Síntomas y diagnóstico

Los recién nacidos afectados sufren dificultad respiratoria, lo que se traduce en respiración rápida con retracción de la parte baja del tórax al inspirar y un sonido similar a un resoplido al espirar. La piel toma un tono azulado (cianótico) si los niveles de oxígeno en sangre son bajos, y pueden tener hipotensión arterial.

Los médicos basan el diagnóstico en la presencia de meconio en el líquido amniótico al nacer, dificultad respiratoria en el recién nacido y presencia de anomalías en la radiografía de tórax.

Tratamiento

Si al nacer el recién nacido aparece cubierto de meconio, está apático y no respira, los médicos aspiran de inmediato boca, nariz y garganta para eliminar cualquier resto de meconio. Después, colocan un tubo respiratorio en la tráquea para aspirar los restos que puedan haber quedado allí.

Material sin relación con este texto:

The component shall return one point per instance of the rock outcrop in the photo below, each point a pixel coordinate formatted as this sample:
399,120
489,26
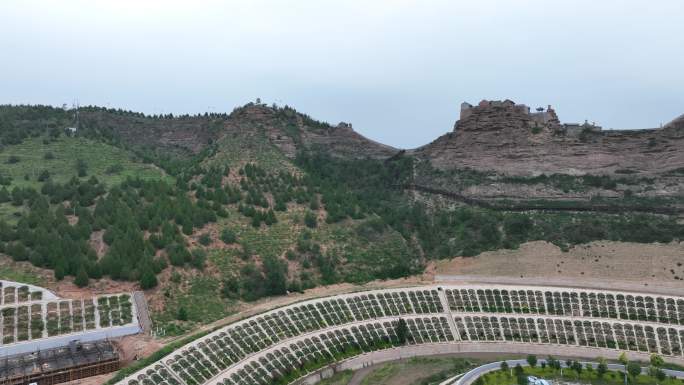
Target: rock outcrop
507,139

Estos recién nacidos reciben tratamiento antibiótico por el riesgo de infección, y se les administran oxígeno suplementario e incluso ventilación asistida si es necesario. A veces se les somete a aspiraciones repetidas para intentar eliminar más meconio. Los recién nacidos con ventilación asistida son vigilados de cerca por si surgen complicaciones graves, como neumotórax o hipertensión pulmonar persistente.

La mayoría de los recién nacidos con síndrome de aspiración meconial sobreviven. Sin embargo, si el trastorno es grave, especialmente si produce hipertensión pulmonar persistente, puede ser mortal.